On Tue, Sep 09, 2014 at 01:46:25AM +0200, Mike Pall wrote: > Initialization of nested aggregates is not compiled. This is far > from trivial in the general case. You can send a patch, if you > really want to dive into this (function crec_alloc). Please see the attached patch against LuaJIT 2.1. It is a first attempt, but the test case already compiles: [TRACE 1 union.lua:19 loop] [TRACE --- union.lua:12 -- NYI: return to lower frame at union.lua:24] [TRACE 2 union.lua:23 loop] Could you give hints on how to improve the patch? > IMHO it makes sense to enforce a common notation. Otherwise people > will have a hard time to understand each other's modules.

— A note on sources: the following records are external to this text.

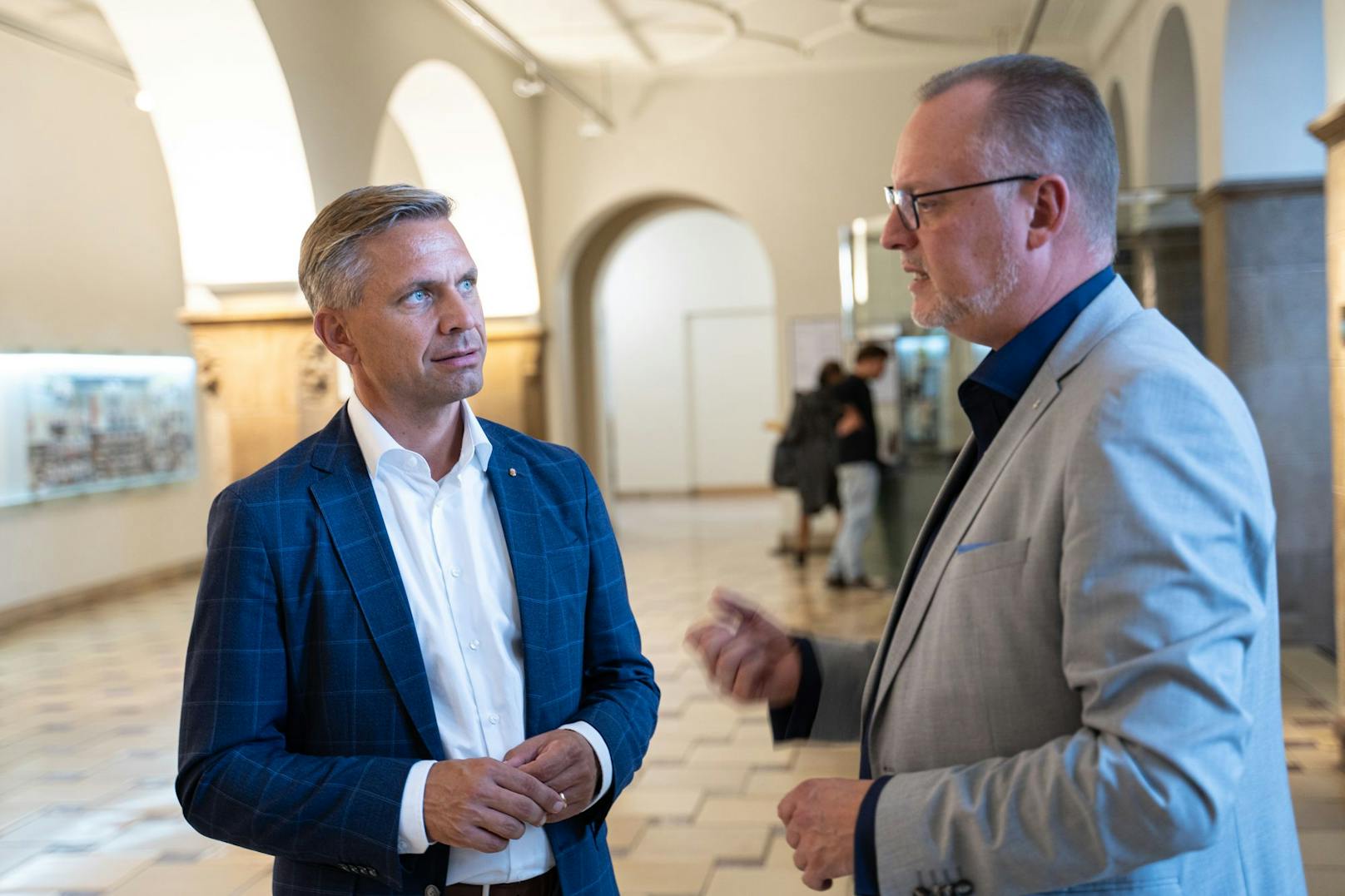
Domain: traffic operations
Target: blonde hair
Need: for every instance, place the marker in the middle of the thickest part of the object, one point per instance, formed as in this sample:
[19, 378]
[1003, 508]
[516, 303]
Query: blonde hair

A simple > struct is much easier on the compiler, too. The OpenCL C specification permits both (and more) notations for accessing vector components in device code, so for consistency the host code should support both notations, too. The choice of notation depends on how a vector type is used: x,y,z is suited for physical vectors, s0,s1,s2,…,sA,…,sF for any aggregates up to 16 components. To my surprise a plain struct versus a union with nested struct perform equally well with the attached patch. The code transforms and averages the velocities of 10⁵ solvent particles to obtain a flow field. The allocation sinking in LuaJIT 2.1 is impressive. Thanks, Peter
diff --git a/src/lj_crecord.c b/src/lj_crecord.c index acd786f..85144c2 100644 --- a/src/lj_crecord.c +++ b/src/lj_crecord.c @@ -969,6 +969,10 @@ static void crec_alloc(jit_State *J, RecordFFData *rd, CTypeID id) MSize i = 1; while (fid) { CType *df = ctype_get(cts, fid); + if (ctype_isxattrib(df->info, CTA_SUBTYPE)) { + fid = ctype_rawchild(cts, df)->sib; + continue; + } fid = df->sib; if (ctype_isfield(df->info)) { CType *dc;
local ffi = require("ffi") ffi.cdef[[ typedef union { struct { double x, y, z, w; }; struct { double s0, s1, s2, s3; }; } cl_double4; ]] local double4 = ffi.typeof("cl_double4") ffi.metatype(double4, { __add = function(a, b) return double4(a.x + b.x, a.y + b.y, a.z + b.z, a.w + b.w) end, }) local N = 100000 local v = ffi.new("cl_double4[?]", N) for i = 0, N - 1 do v[i] = double4(4, 3, 2, 1) end local x = double4(1, 2, 3, 4) for i = 0, N - 1 do x = x + (v[i] + v[i]) end assert(x.x == 1 + N * 8) assert(x.y == 2 + N * 6) assert(x.z == 3 + N * 4) assert(x.w == 4 + N * 2)